Harriet Beecher Stowe
Harriet Beecher Stowe was born in Litchfield, Connecticut, the daughter of renowned minister Lyman Beecher. She attended an all-girls school in Hartford, Connecticut, run by her sister Catherine. In 1832, Stowe moved to Cincinnati, eventually marrying Calvin Stowe, a biblical scholar and an educational reformer who encouraged her writing. Stowe is most famous for her anti-slavery novel Uncle Tom’s Cabin (1852). Written in response to the Fugitive Slave Law and the death of her son, the book stirred passionate debate on the eve of the American Civil War. According the popular legend, President Lincoln is said to have described Stowe as “the little woman who wrote the book that started this Great War.” Uncle Tom’s Cabin was one of the 19th century’s bestselling, most translated books and continues to draw scholarly attention for its use of sentiment and its racial politics.

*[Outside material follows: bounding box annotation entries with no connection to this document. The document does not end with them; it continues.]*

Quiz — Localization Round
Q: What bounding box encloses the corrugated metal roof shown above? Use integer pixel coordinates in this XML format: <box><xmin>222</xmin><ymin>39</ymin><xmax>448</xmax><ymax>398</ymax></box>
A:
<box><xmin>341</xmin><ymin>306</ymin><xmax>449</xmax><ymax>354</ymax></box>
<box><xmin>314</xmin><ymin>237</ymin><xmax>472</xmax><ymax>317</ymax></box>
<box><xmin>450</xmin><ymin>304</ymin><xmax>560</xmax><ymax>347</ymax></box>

In 1873, Stowe moved to Hartford, where she and her family settled at Nook Farm, a community of writers and social reformers that included Mark Twain. Over her long career, Stowe wrote more than 30 books, many essays, and hundreds of articles, hymns, and poems. Like many 19th-century women poets, Stowe dealt with religious themes, and she used the common hymn meter to particular effect. She also wrote sonnets, children’s verse, occasional poems, and meditations. In much of her poetry, Stowe considers the relationship between Protestantism and Catholicism, a relatively radical position for her day. Her poetry was published in anthologies and magazines during her lifetime and collected in the volume Religious Poems (1867). Though Stowe’s career as a novelist overshadows her work as a poet, scholars have worked to highlight her efforts: Michael J. Moran Jr. edited the Collected Poems of Harriet Beecher Stowe (1967), and Nancy Lusignan Schultz is collecting Stowe’s poetry with the aim of situating the work in a transatlantic context. According to Schultz, “Stowe’s poetic opus is significant for what it reveals about nineteenth century attitudes toward such things as spirituality, religion, death, and social change.”